In the next village to mine, children need to cross a busy road to get to school. They have moms there in reflective vests holding signs and assisting these children. I think it is a good idea.

In my village, which has the same busy road running through it, there are no guards. The zebra crossings are just after a roundabout and it is quite dangerous. I know many parents who walk their kids to school if their children are not walking with a group of friends. I would do the same. They don't walk them to the door, just make sure they have safely crossed the road. Afterwards they drop into the local cafe for a coffee or do some shopping in the village.

Children here are taught not to use hand signals but to just stand still at the crossing.

Many years ago when our kids were in primary school one of our son's schoolmates was fatally injured following a collision with a car. The teacher sent a letter to parents telling us that children can be very distracted on their way to school. Crossing busy roads is dangerous and children need to be alert because unfortunately there are a lot of drivers out there who are not.

I know the teachers disapprove of parents walking children to school but as parents we know our children best and if you have child who walks alone and are at all concerned, do what you feel you need to do.
I agree with Mrs. Doolitle - the safety of your child is paramount, the consequences as described above, are unthinkable.
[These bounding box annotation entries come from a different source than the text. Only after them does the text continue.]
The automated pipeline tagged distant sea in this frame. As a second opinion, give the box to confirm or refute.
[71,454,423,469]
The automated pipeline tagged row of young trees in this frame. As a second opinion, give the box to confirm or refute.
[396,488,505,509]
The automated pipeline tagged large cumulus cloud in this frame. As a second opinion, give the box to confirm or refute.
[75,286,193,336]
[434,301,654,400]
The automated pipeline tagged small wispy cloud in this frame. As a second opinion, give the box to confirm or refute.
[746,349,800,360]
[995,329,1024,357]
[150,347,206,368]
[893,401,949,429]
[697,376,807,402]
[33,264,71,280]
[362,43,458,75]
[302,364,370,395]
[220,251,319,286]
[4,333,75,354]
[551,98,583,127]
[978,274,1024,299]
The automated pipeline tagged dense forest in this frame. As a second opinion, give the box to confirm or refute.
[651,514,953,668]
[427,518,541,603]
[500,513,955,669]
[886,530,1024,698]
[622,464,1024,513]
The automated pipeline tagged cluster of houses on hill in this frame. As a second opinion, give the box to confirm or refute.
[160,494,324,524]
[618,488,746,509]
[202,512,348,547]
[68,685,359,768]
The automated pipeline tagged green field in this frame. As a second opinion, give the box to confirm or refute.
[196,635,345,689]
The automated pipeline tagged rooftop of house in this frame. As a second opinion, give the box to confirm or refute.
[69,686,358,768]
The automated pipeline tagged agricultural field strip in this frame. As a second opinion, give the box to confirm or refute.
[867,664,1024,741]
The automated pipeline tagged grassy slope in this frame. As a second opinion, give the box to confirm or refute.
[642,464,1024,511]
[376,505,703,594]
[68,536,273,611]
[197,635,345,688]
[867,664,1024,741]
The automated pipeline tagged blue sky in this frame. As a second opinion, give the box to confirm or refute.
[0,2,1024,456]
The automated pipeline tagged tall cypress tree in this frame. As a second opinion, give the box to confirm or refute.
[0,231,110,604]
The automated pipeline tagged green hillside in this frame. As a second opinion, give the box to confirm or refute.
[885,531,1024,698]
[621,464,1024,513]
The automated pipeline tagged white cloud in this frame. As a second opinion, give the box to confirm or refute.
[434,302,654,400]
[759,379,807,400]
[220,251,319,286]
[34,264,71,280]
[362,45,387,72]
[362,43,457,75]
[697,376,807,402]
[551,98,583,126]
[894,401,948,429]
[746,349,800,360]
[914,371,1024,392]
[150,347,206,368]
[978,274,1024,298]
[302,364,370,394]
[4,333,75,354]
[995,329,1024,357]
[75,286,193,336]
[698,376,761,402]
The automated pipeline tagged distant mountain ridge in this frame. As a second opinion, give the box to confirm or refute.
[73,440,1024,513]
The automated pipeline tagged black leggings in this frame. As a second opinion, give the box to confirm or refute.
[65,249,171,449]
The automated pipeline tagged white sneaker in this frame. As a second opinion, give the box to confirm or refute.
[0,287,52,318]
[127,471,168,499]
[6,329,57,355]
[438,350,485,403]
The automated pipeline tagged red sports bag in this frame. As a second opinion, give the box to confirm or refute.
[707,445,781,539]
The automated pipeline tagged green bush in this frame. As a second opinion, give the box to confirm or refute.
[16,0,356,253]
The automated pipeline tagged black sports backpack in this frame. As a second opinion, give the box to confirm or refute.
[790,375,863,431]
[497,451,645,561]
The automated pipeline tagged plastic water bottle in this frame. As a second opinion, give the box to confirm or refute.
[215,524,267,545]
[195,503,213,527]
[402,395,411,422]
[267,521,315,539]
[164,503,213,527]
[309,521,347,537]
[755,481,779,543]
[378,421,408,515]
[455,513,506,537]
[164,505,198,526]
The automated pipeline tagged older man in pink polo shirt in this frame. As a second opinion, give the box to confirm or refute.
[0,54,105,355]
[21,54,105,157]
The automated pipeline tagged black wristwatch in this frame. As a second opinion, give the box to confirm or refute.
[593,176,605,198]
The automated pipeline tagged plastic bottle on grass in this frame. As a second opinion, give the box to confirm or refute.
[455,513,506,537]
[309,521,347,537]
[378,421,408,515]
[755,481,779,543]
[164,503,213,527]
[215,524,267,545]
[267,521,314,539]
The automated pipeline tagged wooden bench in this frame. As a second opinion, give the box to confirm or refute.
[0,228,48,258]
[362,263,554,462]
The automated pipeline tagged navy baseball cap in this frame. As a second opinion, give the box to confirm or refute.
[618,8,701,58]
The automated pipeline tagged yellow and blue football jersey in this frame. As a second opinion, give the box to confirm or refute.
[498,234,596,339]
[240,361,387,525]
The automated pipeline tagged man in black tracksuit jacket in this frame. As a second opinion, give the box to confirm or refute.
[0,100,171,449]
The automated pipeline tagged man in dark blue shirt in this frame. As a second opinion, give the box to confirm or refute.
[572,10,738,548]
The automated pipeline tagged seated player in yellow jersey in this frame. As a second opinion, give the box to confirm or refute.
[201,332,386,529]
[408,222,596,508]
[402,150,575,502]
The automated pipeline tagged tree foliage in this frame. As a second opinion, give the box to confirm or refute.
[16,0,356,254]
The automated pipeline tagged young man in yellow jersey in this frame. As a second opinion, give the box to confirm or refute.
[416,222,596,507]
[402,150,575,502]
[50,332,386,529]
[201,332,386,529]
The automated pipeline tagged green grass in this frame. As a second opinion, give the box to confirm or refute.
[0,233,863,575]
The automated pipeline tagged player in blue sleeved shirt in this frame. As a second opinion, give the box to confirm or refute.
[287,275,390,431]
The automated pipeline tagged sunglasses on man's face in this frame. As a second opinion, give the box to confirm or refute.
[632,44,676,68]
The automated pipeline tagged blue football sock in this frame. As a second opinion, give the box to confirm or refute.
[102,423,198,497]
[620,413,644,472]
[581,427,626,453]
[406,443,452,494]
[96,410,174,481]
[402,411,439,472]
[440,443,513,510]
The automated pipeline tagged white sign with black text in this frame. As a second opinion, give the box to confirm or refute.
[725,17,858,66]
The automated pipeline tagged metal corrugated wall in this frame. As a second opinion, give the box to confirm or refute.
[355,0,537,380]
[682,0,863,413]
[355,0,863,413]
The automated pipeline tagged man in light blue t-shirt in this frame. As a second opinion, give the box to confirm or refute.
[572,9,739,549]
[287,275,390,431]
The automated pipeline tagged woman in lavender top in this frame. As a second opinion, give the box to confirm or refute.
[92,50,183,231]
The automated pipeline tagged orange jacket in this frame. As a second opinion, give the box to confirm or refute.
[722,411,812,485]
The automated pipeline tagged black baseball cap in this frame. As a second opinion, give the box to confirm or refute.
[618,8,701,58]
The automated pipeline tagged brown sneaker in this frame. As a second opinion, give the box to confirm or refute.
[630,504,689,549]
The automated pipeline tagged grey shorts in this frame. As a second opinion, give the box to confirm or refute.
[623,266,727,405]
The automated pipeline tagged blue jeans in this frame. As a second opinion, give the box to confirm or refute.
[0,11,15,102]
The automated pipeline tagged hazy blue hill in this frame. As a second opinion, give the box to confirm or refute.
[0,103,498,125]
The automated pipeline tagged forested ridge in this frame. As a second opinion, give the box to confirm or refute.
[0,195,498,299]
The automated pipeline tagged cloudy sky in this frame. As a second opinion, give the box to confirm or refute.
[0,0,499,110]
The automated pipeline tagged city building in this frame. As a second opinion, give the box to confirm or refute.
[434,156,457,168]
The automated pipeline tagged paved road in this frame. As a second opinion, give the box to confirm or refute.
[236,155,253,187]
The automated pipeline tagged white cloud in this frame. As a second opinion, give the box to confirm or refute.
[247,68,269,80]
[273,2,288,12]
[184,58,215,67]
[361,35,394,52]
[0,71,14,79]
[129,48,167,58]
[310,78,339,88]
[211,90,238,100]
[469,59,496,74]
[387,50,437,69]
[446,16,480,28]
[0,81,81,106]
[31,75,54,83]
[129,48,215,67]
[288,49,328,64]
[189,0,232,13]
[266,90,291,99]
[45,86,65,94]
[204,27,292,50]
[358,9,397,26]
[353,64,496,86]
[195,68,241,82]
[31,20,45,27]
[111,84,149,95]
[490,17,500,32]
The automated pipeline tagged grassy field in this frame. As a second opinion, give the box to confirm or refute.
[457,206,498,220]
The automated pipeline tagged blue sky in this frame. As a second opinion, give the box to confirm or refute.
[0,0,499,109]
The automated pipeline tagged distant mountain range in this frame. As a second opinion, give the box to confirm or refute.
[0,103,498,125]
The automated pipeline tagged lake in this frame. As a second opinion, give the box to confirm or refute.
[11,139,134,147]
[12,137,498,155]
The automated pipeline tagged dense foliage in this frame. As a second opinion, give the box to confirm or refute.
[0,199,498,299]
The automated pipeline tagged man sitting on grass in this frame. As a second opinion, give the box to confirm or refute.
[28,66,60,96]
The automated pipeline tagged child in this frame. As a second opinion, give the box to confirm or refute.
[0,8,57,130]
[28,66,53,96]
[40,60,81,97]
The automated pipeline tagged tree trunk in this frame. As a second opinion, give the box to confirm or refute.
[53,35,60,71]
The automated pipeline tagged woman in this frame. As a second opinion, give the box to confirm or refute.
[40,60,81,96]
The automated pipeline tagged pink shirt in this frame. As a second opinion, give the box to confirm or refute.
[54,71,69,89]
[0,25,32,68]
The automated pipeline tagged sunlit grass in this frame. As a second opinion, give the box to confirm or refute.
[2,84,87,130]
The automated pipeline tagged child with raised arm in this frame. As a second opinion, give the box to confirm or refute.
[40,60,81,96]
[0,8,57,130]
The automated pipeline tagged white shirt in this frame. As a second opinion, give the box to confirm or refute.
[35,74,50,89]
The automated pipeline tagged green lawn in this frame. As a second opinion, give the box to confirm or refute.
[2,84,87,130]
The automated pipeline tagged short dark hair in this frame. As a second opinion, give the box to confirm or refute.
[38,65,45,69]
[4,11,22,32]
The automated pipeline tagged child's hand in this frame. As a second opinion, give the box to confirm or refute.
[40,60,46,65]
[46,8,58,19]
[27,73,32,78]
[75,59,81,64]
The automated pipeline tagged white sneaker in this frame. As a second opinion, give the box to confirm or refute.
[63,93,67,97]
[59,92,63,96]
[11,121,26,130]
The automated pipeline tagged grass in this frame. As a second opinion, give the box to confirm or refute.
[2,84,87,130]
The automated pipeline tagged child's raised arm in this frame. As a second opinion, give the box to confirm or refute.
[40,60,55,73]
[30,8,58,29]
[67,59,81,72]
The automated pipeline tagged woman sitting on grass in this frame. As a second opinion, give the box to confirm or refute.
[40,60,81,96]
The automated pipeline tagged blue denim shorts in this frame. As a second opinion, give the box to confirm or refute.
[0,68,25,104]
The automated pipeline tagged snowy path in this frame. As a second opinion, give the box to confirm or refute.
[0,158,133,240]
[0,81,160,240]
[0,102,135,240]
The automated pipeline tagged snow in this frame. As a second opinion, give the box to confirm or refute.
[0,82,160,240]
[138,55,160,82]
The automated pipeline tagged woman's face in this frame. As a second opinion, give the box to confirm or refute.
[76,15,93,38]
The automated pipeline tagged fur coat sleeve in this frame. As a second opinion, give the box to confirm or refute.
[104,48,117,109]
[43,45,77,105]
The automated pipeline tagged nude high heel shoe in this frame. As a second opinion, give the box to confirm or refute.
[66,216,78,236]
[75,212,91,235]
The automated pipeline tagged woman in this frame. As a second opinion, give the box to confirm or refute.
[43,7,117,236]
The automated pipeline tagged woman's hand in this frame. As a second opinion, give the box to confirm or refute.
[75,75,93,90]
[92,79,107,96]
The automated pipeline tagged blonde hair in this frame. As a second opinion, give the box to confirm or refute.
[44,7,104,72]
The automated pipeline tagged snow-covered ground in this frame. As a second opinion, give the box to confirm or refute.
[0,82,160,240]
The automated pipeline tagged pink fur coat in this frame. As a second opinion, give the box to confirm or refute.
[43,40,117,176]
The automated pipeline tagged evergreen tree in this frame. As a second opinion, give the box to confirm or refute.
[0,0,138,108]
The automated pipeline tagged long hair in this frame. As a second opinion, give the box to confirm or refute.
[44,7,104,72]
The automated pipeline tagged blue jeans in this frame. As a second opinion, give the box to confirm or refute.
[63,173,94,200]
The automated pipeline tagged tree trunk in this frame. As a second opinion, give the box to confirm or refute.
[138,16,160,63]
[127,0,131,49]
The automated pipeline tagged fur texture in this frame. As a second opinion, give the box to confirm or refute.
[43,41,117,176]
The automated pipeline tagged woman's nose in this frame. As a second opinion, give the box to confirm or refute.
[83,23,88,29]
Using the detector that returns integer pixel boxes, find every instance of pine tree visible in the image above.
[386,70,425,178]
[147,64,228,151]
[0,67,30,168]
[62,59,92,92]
We also walked our children to Kindergarten for the first year and a half (in the case of the older one). We were lucky enough to have a choice of routes, one of which was through the woods and avoided roads altogether, although that brought its own dangers and distractions.

Once our children had to cross roads to get to primary school, I would sometimes drive around the school area myself to check that they were behaving sensibly and knew what to do. I agree that it is a good idea to check with the school exactly what your child should be doing.

I also think it is better for children to walk together. A little group at the crossing is perhaps more visible (although I don't defend drivers who don't stop) and older kids will sometimes take on a bit of responsibility for the younger ones. Our children had a fairly long walk to school with no public transport option. My older son would always walk our younger child home and take responsibility for other younger ones that they found on the way.

When I stop for children, I always wait until they have got to the other side before driving on, to alert drivers on the opposite side that someone is crossing. Its amazing how many drivers will whizz past little ones who are just reaching the middle of the road.